人間とはなんとすばらしいもの・・・崇高で高貴で、実に絶賛に値する生き物では
ありませんか。ひとことにまとめると、「人間は他者に自己を与え、自分をささげ切るとき幸せを感じる」「私たちは、自分を必要としてくれる人を必要としている」「人は実に他者への“愛”に生きるものである」と。

                でもこの殺伐たる状況はどうして
さて、これからが問題です。もし上に述べたことが正しいとするならば、大
きな疑問がわいてきます。それは・・どうして私たちの日常は、かくも“悶々”たるものであるか、自分が世の中のために役立っているかどうか確認できず、いわゆる「精神的閉塞状態」にある平成日本。多くがどこか「気力」をなくし、夢も希望もしぼませながらも、どこかで「真の活気」を懸命に求めているのでは・・・。
でも目につくのは「自己中心」であり「冷たい無関心」であり「無縁社会」の中での殺伐たる状況であり、果ては戦争です。・・・これはいったいどうしたことだろうか、という疑問です。
これは大きな問題ではないか。私たちは他者に思い切り自分をささげることで幸
せになるようにできているのに、ふだんはそれを生かし得ず、とかく逆を行っている。これは大いなる矛盾ではないでしょうか?ここら辺をよく考えてみなければならないでしょう。

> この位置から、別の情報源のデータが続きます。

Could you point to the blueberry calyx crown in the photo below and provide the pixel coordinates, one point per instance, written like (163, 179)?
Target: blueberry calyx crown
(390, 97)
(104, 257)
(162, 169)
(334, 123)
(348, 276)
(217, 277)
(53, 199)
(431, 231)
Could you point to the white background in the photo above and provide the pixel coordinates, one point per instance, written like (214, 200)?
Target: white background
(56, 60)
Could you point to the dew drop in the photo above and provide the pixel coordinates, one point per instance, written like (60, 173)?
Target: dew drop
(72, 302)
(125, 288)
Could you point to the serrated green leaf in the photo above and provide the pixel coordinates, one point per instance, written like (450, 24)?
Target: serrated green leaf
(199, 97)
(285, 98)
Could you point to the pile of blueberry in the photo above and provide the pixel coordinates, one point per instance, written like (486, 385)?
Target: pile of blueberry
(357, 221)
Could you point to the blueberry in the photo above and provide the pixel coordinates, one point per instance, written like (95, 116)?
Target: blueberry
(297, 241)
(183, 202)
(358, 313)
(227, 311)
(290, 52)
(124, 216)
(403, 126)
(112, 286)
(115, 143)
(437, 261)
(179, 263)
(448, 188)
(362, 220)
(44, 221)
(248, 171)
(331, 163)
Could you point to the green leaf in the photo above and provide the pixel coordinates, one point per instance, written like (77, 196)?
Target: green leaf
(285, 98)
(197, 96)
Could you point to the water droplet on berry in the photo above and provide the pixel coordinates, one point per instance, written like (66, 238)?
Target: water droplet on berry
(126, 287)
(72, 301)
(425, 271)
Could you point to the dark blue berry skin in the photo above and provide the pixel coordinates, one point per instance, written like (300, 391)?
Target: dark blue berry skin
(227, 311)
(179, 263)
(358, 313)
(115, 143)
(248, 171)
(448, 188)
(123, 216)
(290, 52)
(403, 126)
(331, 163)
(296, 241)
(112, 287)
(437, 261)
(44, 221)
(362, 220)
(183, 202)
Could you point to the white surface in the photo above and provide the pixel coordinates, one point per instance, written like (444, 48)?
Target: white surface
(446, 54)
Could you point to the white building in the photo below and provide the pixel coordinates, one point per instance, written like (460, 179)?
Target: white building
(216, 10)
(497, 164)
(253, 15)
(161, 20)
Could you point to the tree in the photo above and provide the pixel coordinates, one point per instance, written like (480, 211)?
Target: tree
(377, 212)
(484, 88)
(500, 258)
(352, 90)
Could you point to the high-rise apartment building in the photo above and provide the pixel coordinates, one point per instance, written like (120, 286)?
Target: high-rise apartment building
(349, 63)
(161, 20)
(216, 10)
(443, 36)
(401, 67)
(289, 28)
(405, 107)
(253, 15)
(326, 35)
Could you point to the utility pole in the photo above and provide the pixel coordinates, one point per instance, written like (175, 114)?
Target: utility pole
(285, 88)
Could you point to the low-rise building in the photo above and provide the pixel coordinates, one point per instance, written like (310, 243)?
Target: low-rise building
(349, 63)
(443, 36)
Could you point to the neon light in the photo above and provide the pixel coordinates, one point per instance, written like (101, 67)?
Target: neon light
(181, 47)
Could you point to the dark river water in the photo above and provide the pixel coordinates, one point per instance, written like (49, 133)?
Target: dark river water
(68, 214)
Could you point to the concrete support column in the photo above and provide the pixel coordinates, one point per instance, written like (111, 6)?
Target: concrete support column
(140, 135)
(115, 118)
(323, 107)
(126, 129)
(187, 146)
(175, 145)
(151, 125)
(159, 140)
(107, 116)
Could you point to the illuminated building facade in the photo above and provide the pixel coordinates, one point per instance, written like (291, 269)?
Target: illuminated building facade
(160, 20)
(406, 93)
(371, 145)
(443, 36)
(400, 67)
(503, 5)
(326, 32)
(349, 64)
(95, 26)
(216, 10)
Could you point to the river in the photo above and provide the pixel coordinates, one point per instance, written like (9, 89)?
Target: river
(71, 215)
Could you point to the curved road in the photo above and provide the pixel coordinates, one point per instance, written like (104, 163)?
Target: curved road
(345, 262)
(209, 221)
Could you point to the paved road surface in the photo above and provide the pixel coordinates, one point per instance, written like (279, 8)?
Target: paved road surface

                 深刻なニーズが見えない日本
私は次の3つのことをとりあえず述べて、読者の皆さんのご意見を伺いた
い、と思います。
その第1は、開発が進んだと見える現代日本。でもその日常を襲っている様々な災いや悲しみが見えにくくなっていることです。助けをひそかに求めている人々は無数にいるのに・・・不思議なほど声にならない(出さない)し、姿も見えない。ごみひとつ落ちていない道路のように。それゆえせっかくインプットされている「利他心」(利己心の反対)を発動する「相手」も「機会」も見出せないでいる。
ちょっと注意すれば、「社会的無用感」に悩み、「自分はここにいないほうがいいのでは」、と感じている人々だらけの死屍累々たる模様が見えてくるはずですが・・・。

その第2は、やはり今の日本社会の相変わらずの多忙、効率本位の生き方、経済至上主義、競争主義・・・こういうものの激しい渦の中にいることでしょう。こういう圧倒的な傾向の中で、私たちはつい自分のことだけでいっぱいになり、「役立たずは邪魔だ」というような考えになっている。そっして結局は弱肉強食の殺伐社会の構成員となってしまっている。阿鼻叫喚の巷を見て見ぬふりをして・・・これが私の観察です。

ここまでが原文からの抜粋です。